BUSINESS INSIGHTS

Nov 16, 2017

Microsoft Azure & Databricks = Cloud-Scale Spark Power

Colby Ford Posted by Colby Ford

azure databricks.png

Recently, Microsoft and Databricks made an exciting announcement around their partnership that will soon result in a cloud-based, managed Spark service on Azure. Currently, some select customers are allowed into a "private preview" mode of the service, and over the next few weeks, a "gated public preview" will ensue for around 150 clients. In January 2018, the service will be available for everyone to try. While the full details are not known about the partnership or full features of the platform, here is how Azure Databricks will likely enhance your Big Data capabilities in the cloud.

+

Azurelgoo.png

What is Databricks?

Databricks is a company that was started by the team that originally created Spark at UC Berkeley. They have created a Unified Analytics Platform that aims to be the single system for everything from analytics workflows to Spark integration to security.

Databricks boasts various benefits of their Unified Analytics Platform such as:

  • UNIFY ANALYTICS WITH APACHE SPARK - Eliminate the need for disparate tools.
  • STREAMLINE ANALYTIC WORKFLOWSReduce deployment time to minutes.
  • INCREASE PRODUCTIVITY OF DATA SCIENCE TEAMSWith Databricks, they’ll be 5x more productive.
  • REDUCE RISKEnable innovation with out-of-the-box enterprise security and compliance.

[Source]

Apache® Spark™ on Databricks is said to have a 5x performance gain over that of the open-source version.

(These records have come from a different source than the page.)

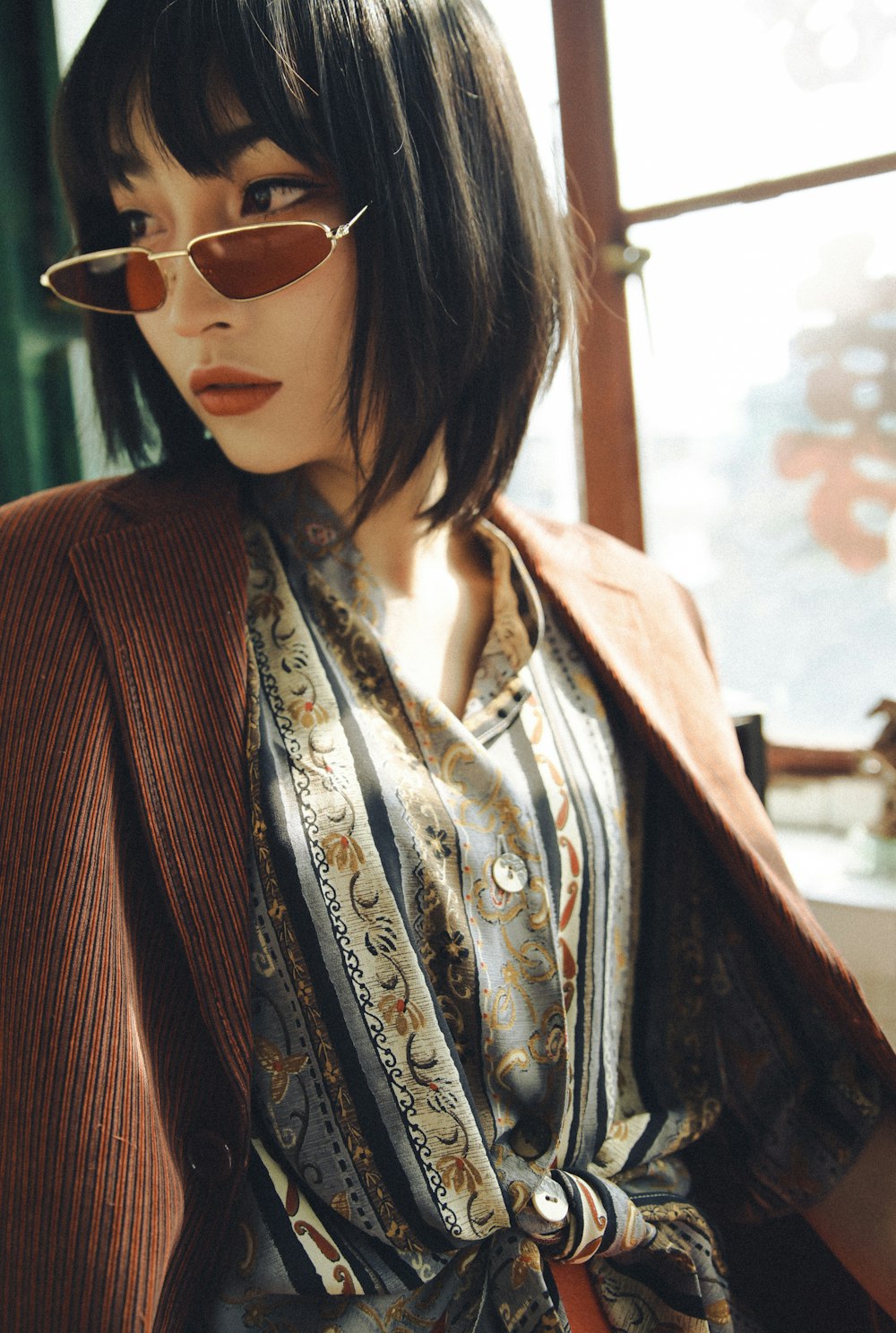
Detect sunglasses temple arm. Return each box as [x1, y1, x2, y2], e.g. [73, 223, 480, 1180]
[335, 204, 371, 240]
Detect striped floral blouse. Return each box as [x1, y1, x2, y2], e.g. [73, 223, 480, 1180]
[208, 477, 879, 1333]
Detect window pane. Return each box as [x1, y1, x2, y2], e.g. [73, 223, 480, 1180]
[487, 0, 582, 519]
[607, 0, 896, 208]
[54, 0, 103, 69]
[629, 177, 896, 745]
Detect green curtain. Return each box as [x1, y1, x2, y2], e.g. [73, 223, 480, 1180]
[0, 0, 80, 501]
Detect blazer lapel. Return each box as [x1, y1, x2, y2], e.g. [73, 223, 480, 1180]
[72, 473, 249, 1105]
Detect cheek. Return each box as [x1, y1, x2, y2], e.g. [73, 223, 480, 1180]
[134, 312, 173, 377]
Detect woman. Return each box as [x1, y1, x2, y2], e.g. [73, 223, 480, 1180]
[0, 0, 896, 1333]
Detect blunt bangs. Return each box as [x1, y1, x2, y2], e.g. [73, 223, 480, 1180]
[56, 0, 574, 522]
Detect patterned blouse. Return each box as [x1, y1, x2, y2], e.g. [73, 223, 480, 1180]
[208, 477, 879, 1333]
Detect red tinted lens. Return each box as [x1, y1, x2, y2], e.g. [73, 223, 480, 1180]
[189, 222, 333, 301]
[51, 251, 166, 314]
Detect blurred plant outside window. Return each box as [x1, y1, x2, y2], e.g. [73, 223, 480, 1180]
[606, 0, 896, 748]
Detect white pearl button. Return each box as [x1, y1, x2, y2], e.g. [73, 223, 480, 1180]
[492, 852, 530, 893]
[532, 1181, 569, 1224]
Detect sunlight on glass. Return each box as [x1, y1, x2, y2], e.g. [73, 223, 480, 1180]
[631, 177, 896, 745]
[607, 0, 896, 208]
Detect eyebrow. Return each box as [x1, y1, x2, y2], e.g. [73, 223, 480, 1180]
[112, 121, 268, 185]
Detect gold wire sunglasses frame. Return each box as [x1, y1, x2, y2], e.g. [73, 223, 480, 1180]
[40, 204, 369, 314]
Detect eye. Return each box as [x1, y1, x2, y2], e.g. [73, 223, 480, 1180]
[118, 208, 150, 244]
[241, 177, 314, 218]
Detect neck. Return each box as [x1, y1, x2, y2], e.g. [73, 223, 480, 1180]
[308, 456, 465, 600]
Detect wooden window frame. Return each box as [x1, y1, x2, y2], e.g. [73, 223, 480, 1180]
[551, 0, 896, 778]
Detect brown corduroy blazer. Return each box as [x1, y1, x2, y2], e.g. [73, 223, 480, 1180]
[0, 469, 896, 1333]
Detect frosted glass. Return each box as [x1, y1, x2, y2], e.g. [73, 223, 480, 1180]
[607, 0, 896, 208]
[629, 177, 896, 745]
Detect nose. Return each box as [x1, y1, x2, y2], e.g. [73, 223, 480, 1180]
[159, 254, 233, 337]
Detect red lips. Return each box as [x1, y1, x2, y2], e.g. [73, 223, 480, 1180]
[189, 366, 282, 416]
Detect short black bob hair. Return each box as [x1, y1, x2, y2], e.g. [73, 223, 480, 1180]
[56, 0, 573, 524]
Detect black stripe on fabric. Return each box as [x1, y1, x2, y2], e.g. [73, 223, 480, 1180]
[625, 1111, 669, 1166]
[508, 718, 563, 913]
[582, 1170, 618, 1251]
[304, 615, 409, 931]
[246, 1148, 331, 1295]
[538, 634, 609, 1145]
[607, 1260, 707, 1324]
[255, 699, 469, 1251]
[319, 1207, 444, 1292]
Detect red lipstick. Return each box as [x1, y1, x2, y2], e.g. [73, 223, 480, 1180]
[189, 366, 282, 416]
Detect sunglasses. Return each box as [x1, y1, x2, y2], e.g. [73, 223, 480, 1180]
[40, 204, 369, 314]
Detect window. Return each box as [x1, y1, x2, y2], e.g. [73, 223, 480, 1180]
[554, 0, 896, 749]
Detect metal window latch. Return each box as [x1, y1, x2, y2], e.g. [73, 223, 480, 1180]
[600, 244, 650, 278]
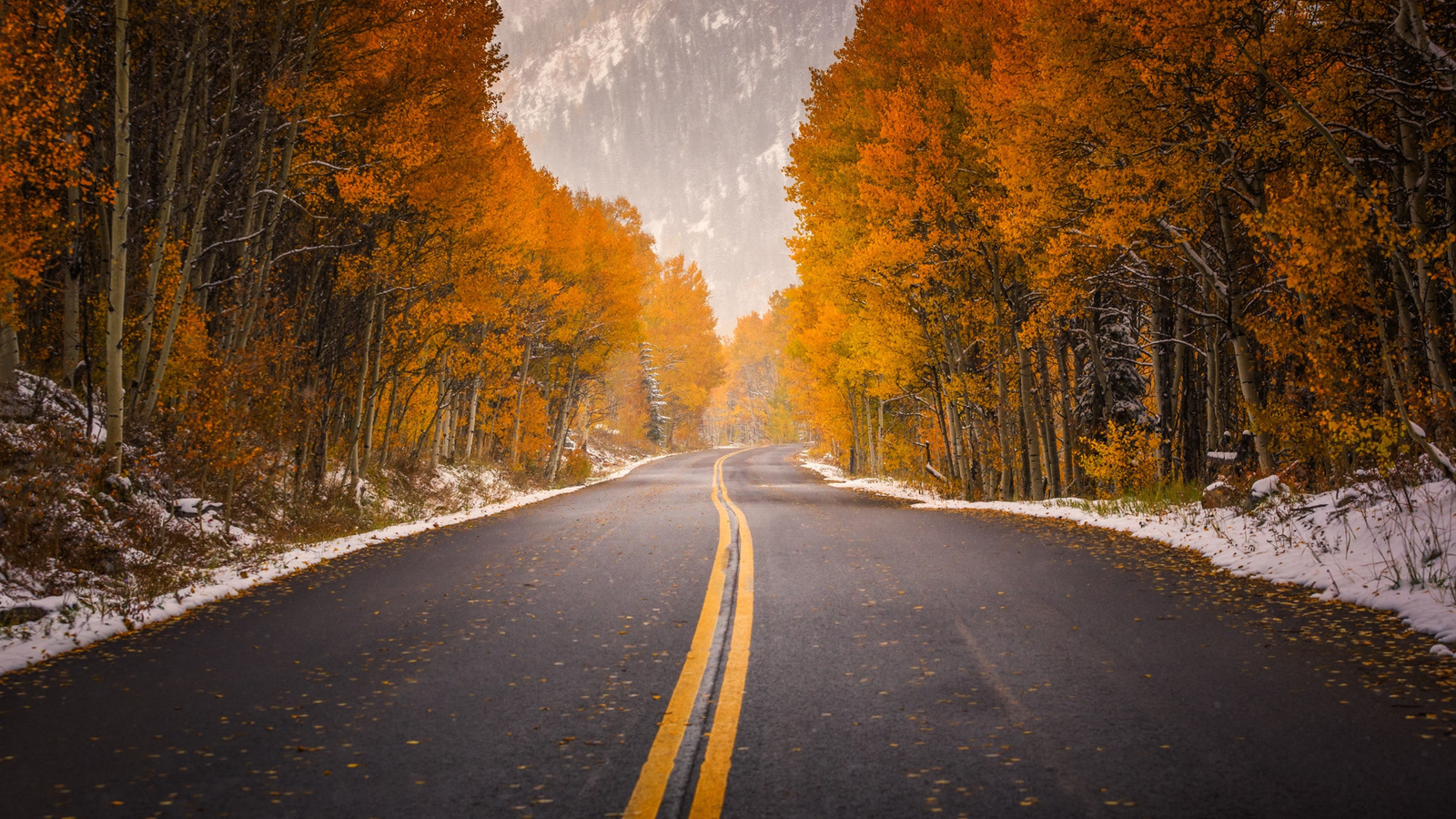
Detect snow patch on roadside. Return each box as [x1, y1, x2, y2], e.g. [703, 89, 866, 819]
[803, 459, 1456, 657]
[0, 455, 665, 673]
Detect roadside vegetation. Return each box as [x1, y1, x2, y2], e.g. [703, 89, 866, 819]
[0, 0, 723, 625]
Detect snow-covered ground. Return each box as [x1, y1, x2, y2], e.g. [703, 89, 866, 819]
[0, 456, 662, 673]
[804, 459, 1456, 657]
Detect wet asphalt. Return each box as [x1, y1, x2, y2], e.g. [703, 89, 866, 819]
[0, 448, 1456, 817]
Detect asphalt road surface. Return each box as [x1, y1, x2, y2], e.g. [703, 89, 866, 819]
[0, 448, 1456, 817]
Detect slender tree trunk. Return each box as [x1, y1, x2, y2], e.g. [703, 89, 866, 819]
[61, 142, 82, 389]
[464, 378, 480, 462]
[128, 25, 202, 412]
[0, 320, 20, 390]
[348, 291, 377, 502]
[511, 337, 533, 470]
[546, 357, 577, 484]
[992, 269, 1017, 500]
[141, 22, 240, 419]
[106, 0, 131, 475]
[1036, 339, 1065, 497]
[1057, 331, 1082, 494]
[359, 298, 389, 472]
[235, 3, 329, 349]
[1012, 338, 1046, 500]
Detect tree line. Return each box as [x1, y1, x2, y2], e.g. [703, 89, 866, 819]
[0, 0, 723, 521]
[782, 0, 1456, 500]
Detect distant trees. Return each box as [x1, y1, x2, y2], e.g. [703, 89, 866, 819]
[788, 0, 1456, 499]
[0, 0, 721, 515]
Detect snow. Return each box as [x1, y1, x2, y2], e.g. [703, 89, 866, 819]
[804, 459, 1456, 657]
[1249, 475, 1279, 500]
[0, 456, 664, 673]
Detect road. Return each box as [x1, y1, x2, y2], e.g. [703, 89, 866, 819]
[0, 448, 1456, 817]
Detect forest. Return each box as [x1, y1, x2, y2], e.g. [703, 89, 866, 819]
[0, 0, 723, 581]
[760, 0, 1456, 500]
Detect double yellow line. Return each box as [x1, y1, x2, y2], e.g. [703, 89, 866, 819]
[622, 451, 753, 819]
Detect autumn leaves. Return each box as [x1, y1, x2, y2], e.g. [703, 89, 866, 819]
[0, 0, 723, 521]
[784, 0, 1456, 499]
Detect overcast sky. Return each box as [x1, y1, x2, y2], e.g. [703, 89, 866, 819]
[500, 0, 854, 334]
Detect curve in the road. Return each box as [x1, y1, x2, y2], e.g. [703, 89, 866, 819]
[622, 451, 753, 819]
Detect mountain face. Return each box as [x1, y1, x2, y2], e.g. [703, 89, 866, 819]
[500, 0, 854, 328]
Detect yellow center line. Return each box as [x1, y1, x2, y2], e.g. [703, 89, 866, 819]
[689, 460, 753, 819]
[622, 451, 741, 819]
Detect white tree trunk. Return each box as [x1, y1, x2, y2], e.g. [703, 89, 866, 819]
[106, 0, 131, 473]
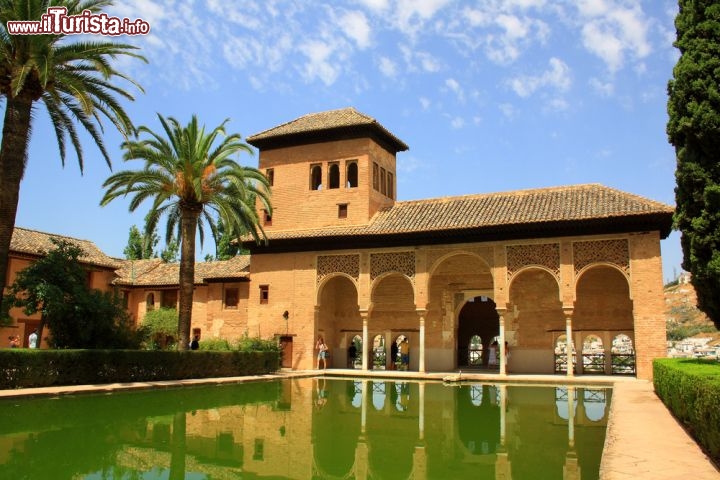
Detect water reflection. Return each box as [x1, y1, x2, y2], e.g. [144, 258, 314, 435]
[0, 379, 610, 480]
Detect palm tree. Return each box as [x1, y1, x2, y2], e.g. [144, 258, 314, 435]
[100, 114, 272, 350]
[0, 0, 145, 292]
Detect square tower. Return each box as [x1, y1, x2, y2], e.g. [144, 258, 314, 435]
[247, 108, 408, 232]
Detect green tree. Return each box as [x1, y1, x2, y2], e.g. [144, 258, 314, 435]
[100, 115, 272, 350]
[667, 0, 720, 327]
[0, 0, 145, 300]
[3, 239, 139, 348]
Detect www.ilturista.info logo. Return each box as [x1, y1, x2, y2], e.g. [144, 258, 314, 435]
[7, 7, 150, 35]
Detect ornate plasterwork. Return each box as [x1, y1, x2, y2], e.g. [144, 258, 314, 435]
[427, 247, 494, 271]
[573, 239, 630, 277]
[316, 254, 360, 285]
[370, 252, 415, 283]
[506, 243, 560, 280]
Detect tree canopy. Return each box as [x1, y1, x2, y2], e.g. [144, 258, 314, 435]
[667, 0, 720, 328]
[100, 115, 272, 349]
[0, 0, 145, 304]
[3, 239, 139, 348]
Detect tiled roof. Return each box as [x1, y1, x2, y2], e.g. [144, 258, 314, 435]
[10, 227, 122, 269]
[246, 107, 408, 151]
[114, 255, 250, 286]
[248, 184, 673, 244]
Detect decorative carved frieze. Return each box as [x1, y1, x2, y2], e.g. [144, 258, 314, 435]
[316, 254, 360, 285]
[506, 243, 560, 279]
[573, 239, 630, 277]
[370, 252, 415, 283]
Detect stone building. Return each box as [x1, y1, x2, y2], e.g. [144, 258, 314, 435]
[0, 227, 122, 347]
[2, 108, 673, 378]
[239, 108, 673, 378]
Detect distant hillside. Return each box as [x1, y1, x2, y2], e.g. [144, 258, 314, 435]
[665, 283, 720, 343]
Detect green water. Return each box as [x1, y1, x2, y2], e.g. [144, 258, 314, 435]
[0, 378, 610, 480]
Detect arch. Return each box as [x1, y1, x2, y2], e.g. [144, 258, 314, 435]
[572, 264, 635, 332]
[553, 333, 577, 373]
[315, 274, 362, 368]
[456, 297, 500, 367]
[508, 265, 562, 301]
[574, 262, 630, 292]
[610, 333, 636, 375]
[468, 335, 483, 367]
[370, 333, 387, 370]
[315, 272, 358, 306]
[345, 160, 358, 188]
[582, 333, 605, 373]
[328, 163, 340, 188]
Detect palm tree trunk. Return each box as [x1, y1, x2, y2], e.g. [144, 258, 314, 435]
[178, 206, 200, 350]
[0, 96, 32, 300]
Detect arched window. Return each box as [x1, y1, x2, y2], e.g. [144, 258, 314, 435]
[310, 165, 322, 190]
[328, 163, 340, 188]
[145, 292, 155, 311]
[345, 162, 358, 188]
[468, 335, 482, 366]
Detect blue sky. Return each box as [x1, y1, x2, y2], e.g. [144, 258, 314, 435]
[16, 0, 682, 280]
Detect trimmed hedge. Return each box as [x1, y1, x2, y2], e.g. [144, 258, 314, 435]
[0, 349, 280, 389]
[653, 358, 720, 465]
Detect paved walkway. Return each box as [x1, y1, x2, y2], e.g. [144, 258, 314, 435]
[0, 369, 720, 480]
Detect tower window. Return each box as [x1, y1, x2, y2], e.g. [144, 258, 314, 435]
[310, 164, 322, 190]
[345, 161, 358, 188]
[328, 163, 340, 188]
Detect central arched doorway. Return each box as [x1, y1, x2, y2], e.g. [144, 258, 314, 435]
[456, 296, 500, 368]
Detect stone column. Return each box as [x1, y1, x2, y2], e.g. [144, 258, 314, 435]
[417, 309, 426, 373]
[360, 310, 371, 371]
[563, 308, 575, 377]
[496, 308, 507, 375]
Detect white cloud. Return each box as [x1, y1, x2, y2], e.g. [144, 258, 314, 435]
[378, 57, 398, 78]
[300, 40, 340, 85]
[338, 11, 371, 50]
[577, 0, 652, 73]
[589, 78, 615, 97]
[508, 57, 572, 98]
[445, 78, 465, 102]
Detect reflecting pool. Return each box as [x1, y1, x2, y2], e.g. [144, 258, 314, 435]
[0, 378, 611, 480]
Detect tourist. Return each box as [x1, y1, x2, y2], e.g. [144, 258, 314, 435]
[28, 328, 37, 348]
[488, 341, 497, 368]
[348, 342, 357, 368]
[390, 341, 398, 370]
[315, 335, 328, 370]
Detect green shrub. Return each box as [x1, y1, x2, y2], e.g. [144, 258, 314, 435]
[200, 337, 232, 352]
[653, 358, 720, 463]
[141, 307, 178, 350]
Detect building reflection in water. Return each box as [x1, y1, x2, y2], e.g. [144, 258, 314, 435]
[0, 379, 610, 480]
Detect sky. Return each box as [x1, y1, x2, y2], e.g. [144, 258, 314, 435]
[14, 0, 682, 281]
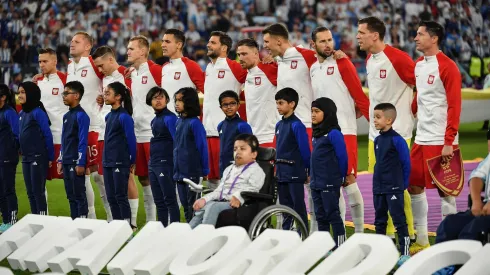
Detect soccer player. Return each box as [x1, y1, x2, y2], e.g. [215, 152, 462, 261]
[162, 29, 204, 113]
[203, 31, 247, 189]
[18, 81, 54, 215]
[102, 82, 136, 226]
[66, 32, 104, 219]
[357, 16, 415, 242]
[262, 24, 316, 140]
[56, 81, 90, 219]
[410, 21, 461, 253]
[128, 35, 162, 222]
[237, 38, 280, 147]
[37, 48, 68, 180]
[92, 46, 139, 228]
[310, 27, 369, 232]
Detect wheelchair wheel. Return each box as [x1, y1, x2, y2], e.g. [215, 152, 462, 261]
[248, 205, 308, 240]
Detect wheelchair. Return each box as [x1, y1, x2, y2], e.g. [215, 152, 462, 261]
[184, 147, 308, 240]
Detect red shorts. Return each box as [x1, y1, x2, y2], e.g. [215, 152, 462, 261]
[344, 135, 357, 178]
[97, 140, 104, 175]
[207, 137, 219, 180]
[46, 144, 63, 180]
[134, 142, 150, 177]
[85, 132, 102, 167]
[409, 143, 459, 189]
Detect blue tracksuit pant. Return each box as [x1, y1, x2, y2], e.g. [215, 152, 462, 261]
[373, 193, 410, 255]
[148, 165, 181, 227]
[63, 164, 88, 219]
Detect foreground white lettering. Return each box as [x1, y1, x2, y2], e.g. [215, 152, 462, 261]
[0, 215, 490, 275]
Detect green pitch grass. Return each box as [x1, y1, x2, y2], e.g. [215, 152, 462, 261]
[0, 122, 488, 274]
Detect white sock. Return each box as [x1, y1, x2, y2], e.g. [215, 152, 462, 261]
[339, 187, 346, 226]
[410, 192, 429, 246]
[92, 172, 113, 222]
[143, 185, 157, 222]
[85, 175, 97, 219]
[344, 182, 364, 233]
[441, 196, 458, 220]
[129, 199, 140, 227]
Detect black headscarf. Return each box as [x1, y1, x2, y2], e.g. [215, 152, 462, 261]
[19, 81, 51, 125]
[311, 97, 340, 137]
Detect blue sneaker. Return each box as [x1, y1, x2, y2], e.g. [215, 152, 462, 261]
[432, 265, 455, 275]
[396, 255, 410, 268]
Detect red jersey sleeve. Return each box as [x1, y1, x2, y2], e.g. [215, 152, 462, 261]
[258, 62, 278, 86]
[88, 56, 104, 80]
[226, 58, 247, 84]
[182, 57, 204, 93]
[295, 47, 317, 69]
[436, 53, 461, 145]
[384, 45, 415, 87]
[337, 57, 369, 121]
[56, 71, 66, 85]
[117, 65, 131, 92]
[148, 60, 162, 87]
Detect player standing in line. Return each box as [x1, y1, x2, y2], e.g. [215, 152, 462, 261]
[66, 32, 104, 219]
[128, 35, 162, 222]
[0, 84, 19, 233]
[409, 21, 461, 254]
[162, 29, 204, 113]
[262, 24, 316, 142]
[202, 31, 247, 189]
[357, 16, 415, 243]
[92, 46, 139, 228]
[310, 27, 369, 233]
[37, 48, 68, 184]
[237, 38, 281, 148]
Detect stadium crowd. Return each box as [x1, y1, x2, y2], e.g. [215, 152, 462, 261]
[0, 0, 490, 89]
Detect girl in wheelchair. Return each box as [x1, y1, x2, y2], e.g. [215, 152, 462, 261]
[189, 134, 265, 228]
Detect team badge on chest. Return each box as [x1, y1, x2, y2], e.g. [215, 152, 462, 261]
[427, 74, 435, 84]
[379, 70, 386, 78]
[291, 60, 298, 69]
[218, 71, 225, 78]
[174, 72, 180, 80]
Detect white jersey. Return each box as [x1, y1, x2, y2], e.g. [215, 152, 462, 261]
[310, 56, 369, 135]
[366, 45, 415, 141]
[244, 63, 281, 144]
[277, 47, 317, 128]
[162, 57, 204, 113]
[99, 66, 127, 140]
[66, 56, 104, 132]
[131, 60, 162, 143]
[37, 71, 69, 144]
[415, 52, 461, 145]
[203, 58, 247, 137]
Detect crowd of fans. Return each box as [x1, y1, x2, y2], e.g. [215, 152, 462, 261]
[0, 0, 490, 89]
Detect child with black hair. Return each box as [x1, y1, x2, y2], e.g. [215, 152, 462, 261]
[102, 82, 136, 224]
[373, 103, 411, 265]
[0, 84, 19, 233]
[218, 90, 252, 178]
[174, 87, 209, 222]
[146, 87, 180, 227]
[310, 97, 347, 247]
[275, 88, 310, 230]
[189, 134, 265, 228]
[18, 81, 54, 215]
[57, 81, 90, 219]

Looking at the Databricks' Feature Comparison page, there are quite a few features that could likely make it into the Azure version in the near future.

CLOUD OPTIMIZATION:

  • Tuned Apache® Spark™ clusters
  • High availability for Spark Streaming
  • Built-in file system

COST MANAGEMENT:

  • Autoscaling Apache Spark clusters
  • Multi-user cluster sharing

BUILT-IN EXPLORATION TOOLS:

  • Notebooks with real-time collaboration + revision history
  • Publish notebooks as production dashboards

BUILT-IN PRODUCTION TOOLS:

  • Spark job monitoring alerts
  • One-click deployment from notebooks to Spark Jobs
  • APIs to build workflows in notebooks

SECURITY:

  • Access control for clusters and notebooks
  • Permission-based job and workflow execution
  • Authenticated SQL server

Expect a Familiar Azure Experience

Azure already has a managed Hadoop™ offering known as HDInsight. You can spin up a custom HDInsight cluster with your specifications from the Portal. Then, you pay for the time that you have your cluster running. Support for HDInsight is provided by the Microsoft Azure support team.

As for Azure Databricks, the experience will be very similar. Simply spin up an Azure Databricks cluster directly from the Portal and Azure will do the setup work for you. No licensing is required other than your Azure subscription.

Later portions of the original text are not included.